I think that is the reason why the demographics have changed over the years. The middle class has expanded in the U.S and around the world giving more people economic access to places like Disneyland. IMO, Disneyland is one of those middle-class touch stones that aspirants target to have an American experience.

On my two lucky visits in the 1970s, Disneyland seemed pretty white. Here's some evidence for that in this 1970 vid:

Yep, hardly a person of color anywhere except for a few entertainers. Nowadays, Disneyland seems broadly diverse. There are so many varieties of people and culture in the Park. Some are obviously Asian-Indian with bindi dots on the forehead. Others are Muslim with varying degrees of a womens' head scarves. And there are Catholic or other Christian groups, usually kids, in matching t-shirts identifying their status.

As we were on free passes simply to spend relaxing time with our granddaughter, it was a great idea for a favorite hobby of an introvert in a crowd - People Watching. And I couldn't help but search for a few of those of my own tribal tradition. So, cranking my "Mo-dar" up to eleven, I began to note them in the crowds.

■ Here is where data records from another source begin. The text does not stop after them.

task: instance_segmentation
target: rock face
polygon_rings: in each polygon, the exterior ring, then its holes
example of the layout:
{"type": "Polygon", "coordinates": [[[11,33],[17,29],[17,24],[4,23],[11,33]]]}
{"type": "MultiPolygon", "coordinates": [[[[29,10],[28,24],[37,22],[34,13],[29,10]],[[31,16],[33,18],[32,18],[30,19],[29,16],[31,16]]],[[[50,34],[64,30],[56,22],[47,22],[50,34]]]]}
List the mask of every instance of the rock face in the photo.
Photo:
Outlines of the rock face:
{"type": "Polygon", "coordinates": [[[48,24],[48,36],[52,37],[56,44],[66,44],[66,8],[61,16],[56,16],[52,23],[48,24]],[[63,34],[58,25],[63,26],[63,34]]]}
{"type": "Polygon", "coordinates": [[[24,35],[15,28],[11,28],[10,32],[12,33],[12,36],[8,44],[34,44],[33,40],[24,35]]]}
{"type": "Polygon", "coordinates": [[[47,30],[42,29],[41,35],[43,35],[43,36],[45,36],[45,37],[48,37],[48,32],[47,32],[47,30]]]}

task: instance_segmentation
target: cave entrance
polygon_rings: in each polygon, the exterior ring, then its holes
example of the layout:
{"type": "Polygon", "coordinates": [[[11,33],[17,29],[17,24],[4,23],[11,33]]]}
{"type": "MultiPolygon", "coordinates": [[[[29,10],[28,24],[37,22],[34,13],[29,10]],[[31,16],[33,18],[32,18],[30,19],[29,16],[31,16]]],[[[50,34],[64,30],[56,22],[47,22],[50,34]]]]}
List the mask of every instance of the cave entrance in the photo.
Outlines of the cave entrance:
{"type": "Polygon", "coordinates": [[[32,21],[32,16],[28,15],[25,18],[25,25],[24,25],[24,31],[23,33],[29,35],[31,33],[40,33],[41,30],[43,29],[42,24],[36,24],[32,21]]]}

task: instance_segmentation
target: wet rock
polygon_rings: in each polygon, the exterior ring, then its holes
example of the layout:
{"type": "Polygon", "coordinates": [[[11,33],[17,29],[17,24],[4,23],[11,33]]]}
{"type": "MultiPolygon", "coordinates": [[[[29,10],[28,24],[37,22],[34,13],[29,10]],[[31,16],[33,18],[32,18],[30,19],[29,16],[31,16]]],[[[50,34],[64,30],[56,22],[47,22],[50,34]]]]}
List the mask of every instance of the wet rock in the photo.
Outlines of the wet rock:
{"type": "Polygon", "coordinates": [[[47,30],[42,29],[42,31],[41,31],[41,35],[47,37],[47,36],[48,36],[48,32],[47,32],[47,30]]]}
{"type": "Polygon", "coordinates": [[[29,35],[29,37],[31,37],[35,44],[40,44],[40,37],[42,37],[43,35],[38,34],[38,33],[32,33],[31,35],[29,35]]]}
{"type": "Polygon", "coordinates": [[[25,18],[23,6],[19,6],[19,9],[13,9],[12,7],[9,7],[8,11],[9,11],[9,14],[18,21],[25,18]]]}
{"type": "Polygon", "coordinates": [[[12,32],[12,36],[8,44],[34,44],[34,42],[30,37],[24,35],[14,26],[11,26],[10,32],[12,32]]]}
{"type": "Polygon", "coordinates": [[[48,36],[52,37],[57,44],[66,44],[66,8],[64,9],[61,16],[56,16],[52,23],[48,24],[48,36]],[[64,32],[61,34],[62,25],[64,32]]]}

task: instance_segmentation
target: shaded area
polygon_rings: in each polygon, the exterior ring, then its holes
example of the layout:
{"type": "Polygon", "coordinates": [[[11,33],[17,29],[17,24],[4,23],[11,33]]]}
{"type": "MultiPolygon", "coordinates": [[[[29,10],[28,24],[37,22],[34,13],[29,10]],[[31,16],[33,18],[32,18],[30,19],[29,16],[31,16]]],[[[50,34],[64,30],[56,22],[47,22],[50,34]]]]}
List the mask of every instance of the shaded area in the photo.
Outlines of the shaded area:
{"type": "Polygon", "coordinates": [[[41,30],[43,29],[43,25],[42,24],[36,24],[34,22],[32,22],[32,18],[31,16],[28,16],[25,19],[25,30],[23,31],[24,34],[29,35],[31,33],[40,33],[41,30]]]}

There were quite a few I saw that I didn't have a chance to snap surreptitiously with my camera or phone. I didn't want to appear too creepy. So I usually got them from a distance or from behind. A lot of them were easy. Why? Well, "Y" not?:

It's a Small World, After All.
The guy in the red oval was hard to catch as he seemed to be rushing somewhere. He was also sporting a BYU cap.
And the guy just left of center sitting could be a match with genetically-Utahn hair-loss pattern. (Probably why most of us wear caps.)
The kid's BYU t-shirt clinched this one too. But there were other indicators or feelings of the Mo-dar perking up.
Not sure if the guy in the dragon suit was with them, though.
The guy in the hat was with three boys. I'm not sure the people behind him were in the same group.
This one required a bit more detective work but there was time as we waited for the Enchanted Tiki Room to open while enjoying our Dole pineapple ice cream treats. The family group was clearly from Utah as the teenage girls had Utah soccer t-shirts. But there are a lot of great families from Utah that aren't necessarily Mormon. The clincher was the 20-something kid toting the Nicaraguan "man-bag." The guy didn't look Nicaraguan, so I'm guessing a recently returned missionary from there.
"Phone-Mom" with her four or five kids at Mater's ride seems like a shoe-in. Dad must have a good job to afford this. Maybe he's working, or possibly - with the baby?
The odds are pretty god there were many more Mormons there that I didn't recognize. There were likely some among other ethnic groups. It seems easier to identify and recognize people of your own type. That is why we all have to try a little harder. Disneyland has made some good progress in that regard.
My granddaughter's instant, new friends from . . . who cares?!